ZwOpenFile ShareAccess has no effect on disk drives

Consider the below test. When opening a file, the 2nd ZwOpenFile returns STATUS_SHARING_VIOLATION as expected. When opening a disk, such as the below name, the 2nd ZwOpenFile succeeds. Why?
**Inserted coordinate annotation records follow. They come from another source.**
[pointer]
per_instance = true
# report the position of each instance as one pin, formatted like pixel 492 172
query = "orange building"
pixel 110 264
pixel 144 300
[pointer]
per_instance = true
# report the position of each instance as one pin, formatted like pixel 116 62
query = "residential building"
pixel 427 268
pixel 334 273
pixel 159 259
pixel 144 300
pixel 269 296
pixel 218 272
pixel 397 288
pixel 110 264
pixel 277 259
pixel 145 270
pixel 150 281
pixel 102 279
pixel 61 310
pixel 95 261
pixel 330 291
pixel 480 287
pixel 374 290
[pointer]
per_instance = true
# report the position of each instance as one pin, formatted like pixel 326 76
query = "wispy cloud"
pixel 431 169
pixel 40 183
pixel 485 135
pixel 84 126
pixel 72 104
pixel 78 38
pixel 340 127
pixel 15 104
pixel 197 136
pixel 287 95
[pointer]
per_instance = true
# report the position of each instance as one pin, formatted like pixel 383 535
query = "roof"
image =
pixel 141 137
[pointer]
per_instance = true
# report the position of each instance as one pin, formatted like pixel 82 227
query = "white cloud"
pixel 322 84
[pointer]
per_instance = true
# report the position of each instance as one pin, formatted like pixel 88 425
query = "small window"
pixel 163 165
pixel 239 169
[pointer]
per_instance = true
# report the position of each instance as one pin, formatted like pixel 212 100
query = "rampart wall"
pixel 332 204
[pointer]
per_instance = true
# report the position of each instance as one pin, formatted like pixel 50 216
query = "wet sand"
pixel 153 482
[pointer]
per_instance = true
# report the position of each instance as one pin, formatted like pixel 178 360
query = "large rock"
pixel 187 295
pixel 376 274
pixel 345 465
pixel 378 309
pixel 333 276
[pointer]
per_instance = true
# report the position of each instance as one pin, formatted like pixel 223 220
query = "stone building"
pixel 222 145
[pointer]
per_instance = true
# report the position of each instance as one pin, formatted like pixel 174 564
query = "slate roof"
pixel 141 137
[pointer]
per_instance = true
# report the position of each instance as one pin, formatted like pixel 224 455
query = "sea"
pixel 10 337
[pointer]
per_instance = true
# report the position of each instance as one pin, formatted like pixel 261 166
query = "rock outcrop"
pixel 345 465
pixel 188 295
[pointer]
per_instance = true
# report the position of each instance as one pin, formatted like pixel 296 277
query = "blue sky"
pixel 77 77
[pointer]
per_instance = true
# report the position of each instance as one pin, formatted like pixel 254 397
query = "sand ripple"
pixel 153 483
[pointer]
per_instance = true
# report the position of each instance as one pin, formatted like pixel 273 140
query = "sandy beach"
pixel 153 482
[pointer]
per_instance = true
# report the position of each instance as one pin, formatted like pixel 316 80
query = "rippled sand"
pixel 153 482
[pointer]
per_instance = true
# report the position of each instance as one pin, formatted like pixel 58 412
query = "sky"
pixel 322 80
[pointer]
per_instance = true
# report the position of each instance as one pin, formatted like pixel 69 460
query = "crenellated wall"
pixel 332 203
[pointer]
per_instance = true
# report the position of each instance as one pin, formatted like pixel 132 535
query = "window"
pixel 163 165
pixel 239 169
??\SCSI#Disk&Ven_Msft&Prod_Virtual_Disk#000000#{53f56307-b6bf-11d0-94f2-00a0c91efb8b}

void OpenTest(UNICODE_STRING *Name)
{
IO_STATUS_BLOCK IoStatus;
OBJECT_ATTRIBUTES Attribs;
HANDLE Handle[2];
NTSTATUS NtStatus[2];

InitializeObjectAttributes(&Attribs, Name, OBJ_KERNEL_HANDLE | OBJ_CASE_INSENSITIVE, NULL, NULL);

NtStatus[0] = ZwOpenFile(&Handle[0], GENERIC_READ | GENERIC_WRITE, &Attribs, &IoStatus, FILE_SHARE_READ, FILE_NON_DIRECTORY_FILE);
NtStatus[1] = ZwOpenFile(&Handle[1], GENERIC_READ | GENERIC_WRITE, &Attribs, &IoStatus, FILE_SHARE_READ, FILE_NON_DIRECTORY_FILE);
}

When you open a file on a filesystem, the operating system’s filesystem code handles the security and the sharing checks. When you open a device object directly through its name, as you have above, it is entirely up to the driver to decide how and whether to handle the permission bits.